Originally Posted by MUSCLE13
Yes, I have echoed some of your thoughts, learned a lot from you listening to you on Playground site. Your EBIDTA growth estimate projections for Sirius is one of the main reasons I did not get scared out of the stock thinking it was toppy at one time only because I was not experienced like you with radio and media.
Sorry if I parroted you a bit but you are 100% right on and I am curious if you have revised your estimates for year end price target based on EBIDTA growth. I think you were at around 2.56 if I'm not mistaken.
I am at $2.78 on my 1 year target. You can look at the EV/EBITDA analysis here.
Originally Posted by sxminvestor
I cited some of Tinker's aggressive projections on EBITDA growth in the analysis and assigned a 20 multiple.
I actually believe Spencer is a rather intelligent guy who really feels that the internet is the way to go for the radio business. I couldn't disagree with him more. I believe he has a fundamental misunderstanding about zero barrier to entry and how it destroys media business models. That's my opinion. Or he just is basically ignoring the fact as many do.

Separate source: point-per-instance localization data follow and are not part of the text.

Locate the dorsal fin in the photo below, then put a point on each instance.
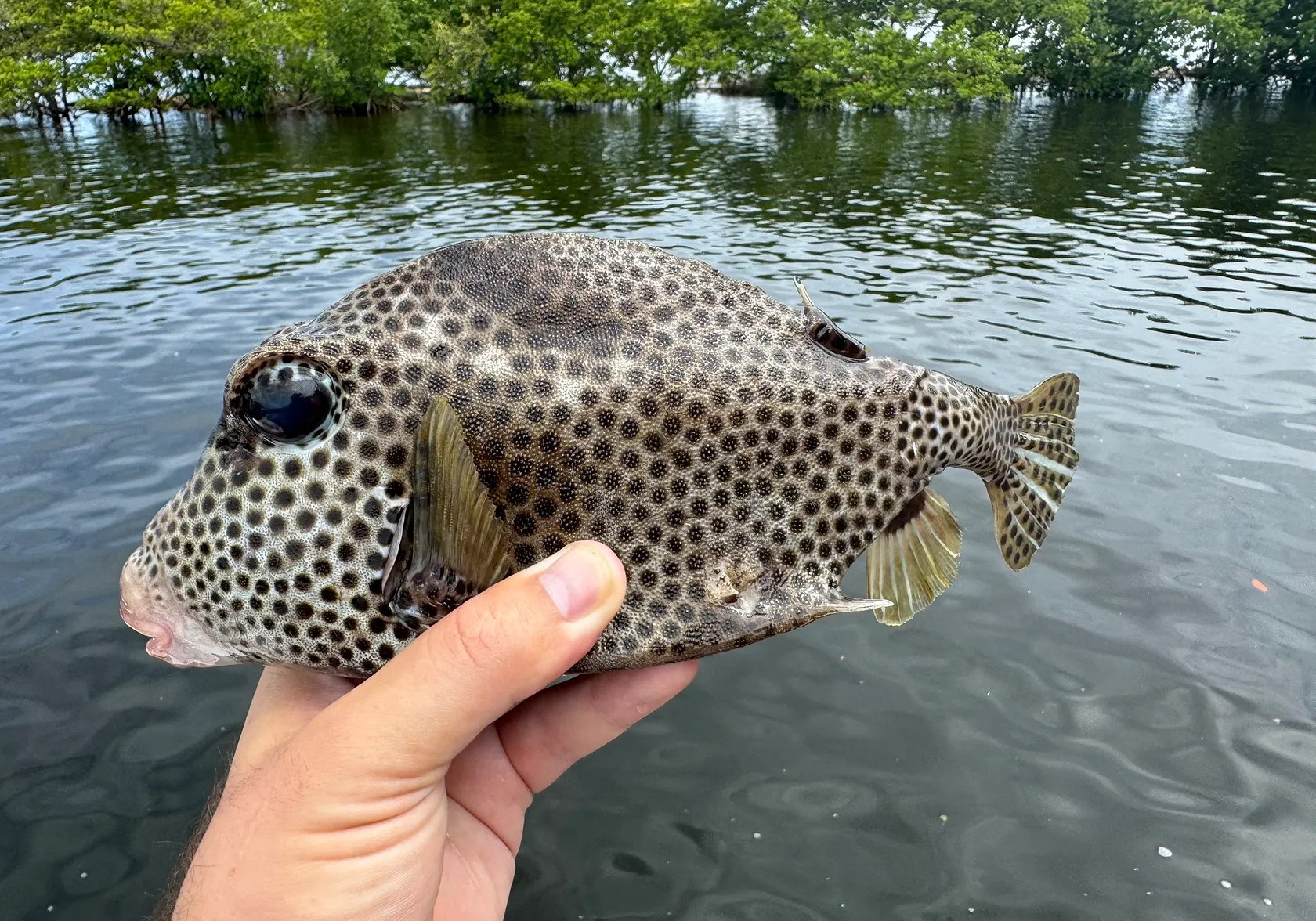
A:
(824, 332)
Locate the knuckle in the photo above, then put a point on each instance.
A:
(479, 637)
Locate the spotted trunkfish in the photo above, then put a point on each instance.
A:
(474, 411)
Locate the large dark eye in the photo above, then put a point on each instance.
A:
(290, 403)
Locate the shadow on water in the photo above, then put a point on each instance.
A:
(1021, 749)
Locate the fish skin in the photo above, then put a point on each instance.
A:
(733, 457)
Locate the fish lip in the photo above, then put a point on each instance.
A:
(175, 637)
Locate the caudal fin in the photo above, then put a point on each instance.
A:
(1028, 493)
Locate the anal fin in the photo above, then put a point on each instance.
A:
(915, 558)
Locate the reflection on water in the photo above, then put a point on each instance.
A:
(1021, 749)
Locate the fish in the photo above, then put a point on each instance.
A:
(474, 411)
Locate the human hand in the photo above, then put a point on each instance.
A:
(404, 796)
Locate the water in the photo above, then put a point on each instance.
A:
(1021, 750)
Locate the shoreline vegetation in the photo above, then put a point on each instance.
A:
(127, 58)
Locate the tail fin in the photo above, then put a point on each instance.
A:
(1028, 493)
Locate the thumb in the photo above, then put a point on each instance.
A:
(478, 662)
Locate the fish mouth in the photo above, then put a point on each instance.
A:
(152, 609)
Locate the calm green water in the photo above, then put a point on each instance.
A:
(1019, 750)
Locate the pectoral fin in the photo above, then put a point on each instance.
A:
(457, 540)
(915, 557)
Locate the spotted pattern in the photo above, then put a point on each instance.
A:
(733, 460)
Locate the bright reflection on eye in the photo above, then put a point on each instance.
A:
(290, 403)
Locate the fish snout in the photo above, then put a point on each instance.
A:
(149, 605)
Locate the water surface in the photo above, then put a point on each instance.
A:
(1019, 750)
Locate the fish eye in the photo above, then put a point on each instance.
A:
(290, 403)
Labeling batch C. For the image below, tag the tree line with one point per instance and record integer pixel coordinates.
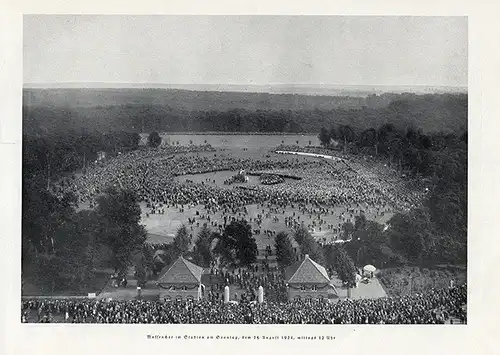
(431, 113)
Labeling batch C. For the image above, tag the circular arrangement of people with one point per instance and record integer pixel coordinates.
(246, 229)
(244, 170)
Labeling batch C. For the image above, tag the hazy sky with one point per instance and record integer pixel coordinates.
(259, 50)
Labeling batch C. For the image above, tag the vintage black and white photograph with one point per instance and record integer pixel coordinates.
(181, 169)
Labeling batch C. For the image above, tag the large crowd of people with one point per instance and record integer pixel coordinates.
(434, 307)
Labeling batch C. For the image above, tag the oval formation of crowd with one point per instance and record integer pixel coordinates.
(352, 182)
(434, 307)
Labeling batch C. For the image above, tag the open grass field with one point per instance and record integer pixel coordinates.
(407, 280)
(162, 227)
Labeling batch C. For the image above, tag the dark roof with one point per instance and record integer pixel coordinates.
(306, 271)
(181, 271)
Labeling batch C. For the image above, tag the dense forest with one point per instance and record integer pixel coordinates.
(51, 111)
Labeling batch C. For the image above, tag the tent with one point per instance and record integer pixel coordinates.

Make no mistake about it. Phone radio apps will suffer from the same fragmentation that happened to internet radio with PCs in the 90s. Pandora isn't making money with 80 million registered users and they are dominating the phone apps. What happens 5 years from now when there are 1 million radio stations available on smartphones as there on the internet at home today? Fragmentation. There is absolutely no barrier to entry.

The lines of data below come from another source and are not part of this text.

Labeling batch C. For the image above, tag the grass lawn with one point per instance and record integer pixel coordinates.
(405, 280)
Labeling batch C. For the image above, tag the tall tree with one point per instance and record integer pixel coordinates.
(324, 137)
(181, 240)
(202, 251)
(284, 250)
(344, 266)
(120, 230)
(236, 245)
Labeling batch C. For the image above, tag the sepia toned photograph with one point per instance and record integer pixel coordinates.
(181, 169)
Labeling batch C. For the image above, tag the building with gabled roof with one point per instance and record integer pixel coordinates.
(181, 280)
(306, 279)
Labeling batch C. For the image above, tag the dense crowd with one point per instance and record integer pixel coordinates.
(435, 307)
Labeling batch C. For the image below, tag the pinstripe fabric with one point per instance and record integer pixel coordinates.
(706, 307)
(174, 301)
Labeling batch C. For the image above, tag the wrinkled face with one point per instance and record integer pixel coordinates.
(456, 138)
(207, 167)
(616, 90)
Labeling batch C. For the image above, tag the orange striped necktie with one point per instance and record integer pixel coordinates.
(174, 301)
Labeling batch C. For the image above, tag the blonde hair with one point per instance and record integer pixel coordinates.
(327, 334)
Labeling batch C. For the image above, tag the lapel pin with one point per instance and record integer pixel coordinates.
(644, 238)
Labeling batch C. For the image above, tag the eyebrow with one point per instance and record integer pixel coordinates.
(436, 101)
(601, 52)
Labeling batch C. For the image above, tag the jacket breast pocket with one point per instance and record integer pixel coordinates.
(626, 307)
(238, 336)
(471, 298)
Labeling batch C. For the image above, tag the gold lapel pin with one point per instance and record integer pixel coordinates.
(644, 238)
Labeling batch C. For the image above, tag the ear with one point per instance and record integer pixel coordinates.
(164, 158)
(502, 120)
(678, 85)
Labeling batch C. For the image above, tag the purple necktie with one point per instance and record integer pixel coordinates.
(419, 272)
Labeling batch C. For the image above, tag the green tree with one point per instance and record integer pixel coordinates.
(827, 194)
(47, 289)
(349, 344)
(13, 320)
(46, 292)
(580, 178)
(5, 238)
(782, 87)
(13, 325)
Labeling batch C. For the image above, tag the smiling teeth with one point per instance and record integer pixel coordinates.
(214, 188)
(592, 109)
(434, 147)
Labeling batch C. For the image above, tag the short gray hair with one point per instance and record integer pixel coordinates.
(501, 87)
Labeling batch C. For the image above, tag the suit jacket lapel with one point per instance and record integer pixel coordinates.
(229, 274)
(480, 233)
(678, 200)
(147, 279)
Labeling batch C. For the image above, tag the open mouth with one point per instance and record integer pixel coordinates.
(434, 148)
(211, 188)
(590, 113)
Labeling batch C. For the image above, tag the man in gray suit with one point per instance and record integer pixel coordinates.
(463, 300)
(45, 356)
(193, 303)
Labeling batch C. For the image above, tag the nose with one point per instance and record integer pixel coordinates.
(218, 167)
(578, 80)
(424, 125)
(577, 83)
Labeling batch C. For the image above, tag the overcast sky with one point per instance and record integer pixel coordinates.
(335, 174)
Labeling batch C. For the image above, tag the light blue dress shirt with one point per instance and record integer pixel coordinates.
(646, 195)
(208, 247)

In my opinion there are serious flaws in Spencer's thesis. I honestly believe if Mel followed Spencer's blog posts and put heavy emphasis on internet radio it would cause horrendous EBITDA margin problems. Thank goodness Mel has seemed to design a way to enhance and keep SAT RADIO subs with the internet business thus far. Internet radio is not a good business. As a churn reducer I think it could work. As an EBITDA growth business, it hasn't produced anything substantial in 17 years. If Spencer has the model that works I sure would love to see it. I think the whole industry is still searching for it.
From Tom Taylor's newsletter
Excerpt, Bolding for emphasis -
Thumbplay made its fortune selling ringtones and then tried cracking the online music-rental market using a cloud-based technology. After one year, it wasn’t successful, with perhaps just 20,000 subscribers paying $10 a month. Nobody has ever persuaded Americans to embrace the all-you-can-eat monthly subscription model, though Spotify is queued up as the next in line to try it. What Pittman wanted was the Thumbplay technology, so it and its 65 people could be integrated into iHeartRadio. (Thumbplay’s ringtone business isn’t affected by the music service selloff.) Clear Channel says the Thumbplay technology will help “ensure that our listeners have the radio and music experience they want, on whatever device or platform they prefer." Clear Channel will maintain the current music service, but won’t seek new customers.
Interesting - Listeners won't pay and add to that fragmentation? The net radio model has some enormous hurdles. That doesn't mention the enormous VARIABLE costs.
Tom Taylor's article make one ponder this. Getting down to the basics of media - What will people pay for? One thing - Unique content. Music has become so easily available everywhere there is nothing unique about it that people will pay for.
Hope you don't mind I pasted your opinion in another forum to try and educate some others, of course advising it was yours.